LOA: Anyone thumbing through the book has to be struck by the substantial number of contributions by women, from Lydia Huntley Sigourney and Susan Fenimore Cooper through Mary Austin and Rachel Carson to Annie Dillard, Terry Tempest Williams and Barbara Kingsolver, among many others. The environmental movement even spawned eco-feminism. Was it an accident of history that the environmental movement happened just as feminism was emerging as a political force or are the two inextricably entwined?
McKibben: Good question, and I don’t know the answer. Women seem to me to have broadened the areas of concern of environmentalism some, often being less concerned with the wilderness hero model of being.
LOA: Is there some special quality that distinguishes American environmental writing?

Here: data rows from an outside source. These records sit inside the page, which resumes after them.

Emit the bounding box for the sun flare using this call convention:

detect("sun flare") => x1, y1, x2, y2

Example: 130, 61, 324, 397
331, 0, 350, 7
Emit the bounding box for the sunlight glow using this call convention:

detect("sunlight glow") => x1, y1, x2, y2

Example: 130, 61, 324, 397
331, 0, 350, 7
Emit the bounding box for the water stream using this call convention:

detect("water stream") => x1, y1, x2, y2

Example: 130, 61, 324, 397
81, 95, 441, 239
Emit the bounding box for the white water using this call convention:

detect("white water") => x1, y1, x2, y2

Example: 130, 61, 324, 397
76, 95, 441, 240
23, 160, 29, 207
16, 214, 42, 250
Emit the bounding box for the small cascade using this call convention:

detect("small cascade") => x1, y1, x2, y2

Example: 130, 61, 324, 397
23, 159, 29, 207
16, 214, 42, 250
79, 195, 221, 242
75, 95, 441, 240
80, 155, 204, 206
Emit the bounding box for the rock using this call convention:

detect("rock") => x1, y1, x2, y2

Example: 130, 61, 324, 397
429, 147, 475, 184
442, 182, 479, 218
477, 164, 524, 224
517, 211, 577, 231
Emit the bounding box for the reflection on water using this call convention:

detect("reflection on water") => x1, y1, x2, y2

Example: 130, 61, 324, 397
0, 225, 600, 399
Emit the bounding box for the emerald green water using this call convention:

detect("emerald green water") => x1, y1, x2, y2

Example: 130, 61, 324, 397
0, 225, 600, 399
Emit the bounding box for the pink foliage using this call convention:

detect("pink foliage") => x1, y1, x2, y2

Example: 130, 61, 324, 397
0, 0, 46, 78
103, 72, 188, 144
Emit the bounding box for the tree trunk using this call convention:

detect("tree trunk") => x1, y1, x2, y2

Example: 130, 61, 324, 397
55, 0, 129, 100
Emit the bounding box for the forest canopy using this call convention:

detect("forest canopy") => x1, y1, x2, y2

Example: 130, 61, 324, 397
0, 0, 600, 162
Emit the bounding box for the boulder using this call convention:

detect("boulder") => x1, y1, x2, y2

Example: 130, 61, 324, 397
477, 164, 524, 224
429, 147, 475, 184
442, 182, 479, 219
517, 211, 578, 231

McKibben: Other cultures are older and perhaps therefore more subtle in their observation of the endlessly fascinating dance of human beings. Only on this continent was Culture fully conscious while Economy went about the business of knocking down Nature. The ancient world, Europe, Asia—these underwent huge ecological changes before anyone was writing books. But the kind of disastrous deforestation that the ancient Epic of Gilgamesh only hints at, Aldo Leopold watched happen. Only here did that witness take place in a context of general affluence that made vigorous questioning possible—more and more of us were freed from the need to directly subdue the natural world in order to secure our dinner. We had more room for thinking. As a result, this is a literature with measurable effects. The body of writing anthologized here drove the political side of the movement more often than the other way around. Marsh and Muir gave us national parks, and Robert Marshall and Howard Zahniser the Wilderness Act.
LOA: Creating American Earth must have involved considerable digging, ingesting, savoring, pruning—any final thoughts on what you’ve created?
McKibben: I’d always thought that this was an incredibly rich and wonderful stream of American letters. Now I think I’ve helped prove it.